I haven’t read this book yet, but from all the summaries and all of my friends who love it, I think it will be a time saver for parents! What I’ve seen happen is people freak out about schedules or think they have to be zombie-like in their immediate responses to babies, when it’s okay to implement a gentle and eased-into schedule as your baby grows and you learn about each other. Over time, as your baby grows, one of the things they are doing is learning—about you, the environment, being hungry, how to sleep, how to get back to sleep. It’s okay to give them a small amount of time to fuss and figure things out and not to immediately pop a boob in every second that they make a squawk. (Babies are pretty noisy, by the way! There were so many times we woke while co-sleeping to our newborn in the bassinet grunting and huffing and burping and purring and we’d look over and realize his eyes were closed and he was wiggling around, figuring life out.)
From what I can tell, Baby Wise helps parents, often nursing moms, figure out how to organize some of the chaos and feel better about feeding, sleeping, and routines. While some folks balk at the idea of schedules, I say if it brings you sanity, helps you sleep, reduces your level of fatigue back into manageable ranges, it can be a great thing. Many moms I know say that it helped them figure out what to do, that it helped boost their milk supply (because being overly exhausted can deplete your supply), and it helped people stick with breastfeeding for a full year, because they would have quit earlier otherwise. If those are the benefits to a schedule, I’ll take it.
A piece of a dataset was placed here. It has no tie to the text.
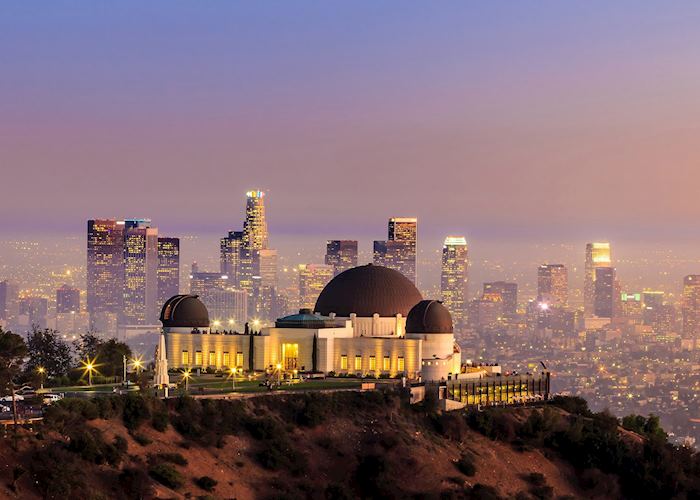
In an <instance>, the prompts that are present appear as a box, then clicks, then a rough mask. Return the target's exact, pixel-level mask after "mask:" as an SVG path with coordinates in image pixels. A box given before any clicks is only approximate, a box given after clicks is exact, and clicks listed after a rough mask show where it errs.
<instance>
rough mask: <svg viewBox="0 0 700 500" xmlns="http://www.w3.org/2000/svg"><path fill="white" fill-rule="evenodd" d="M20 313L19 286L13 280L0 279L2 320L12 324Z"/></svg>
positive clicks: (0, 297) (12, 323)
mask: <svg viewBox="0 0 700 500" xmlns="http://www.w3.org/2000/svg"><path fill="white" fill-rule="evenodd" d="M18 314H19V287H18V286H17V283H14V282H12V281H8V280H5V281H0V320H2V321H3V322H4V323H5V325H6V326H7V325H12V324H14V323H15V321H17V315H18Z"/></svg>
Healthy Sleep Habits, Happy Child
A Step-by-Step Program for a Good Night’s Sleep
Marc Weissbluth M.D.
This book should be required reading for all parents, but it seems painful to require reading just when you’re in the throes of sleep deprivation in the newborn weeks! Thankfully, this dense book on sleep is easier to parse because the author gives you clear instructions on where to start depending on how sleep deprived you are.
My main takeaways? Children are chronically sleep deprived in our current culture, and parents aren’t helping. We need to let children learn to sleep, and better understand just how much and how weird sleep really is. Babies make noise—don’t wake them or get them! Let them work it out and gently help them stitch together sleep cycles. They need so much more sleep than we think they do, and children are often wired from being overtired and should be put to bed WAY earlier.
This book changed our life when it comes to sleep. As a family, we insist on early bedtimes and structured naps, and it’s made a huge difference in the overall calm of our family. We would evangelize on the importance of sleep to more people, but we don’t make it out that much in the evenings—we’re all in bed long before!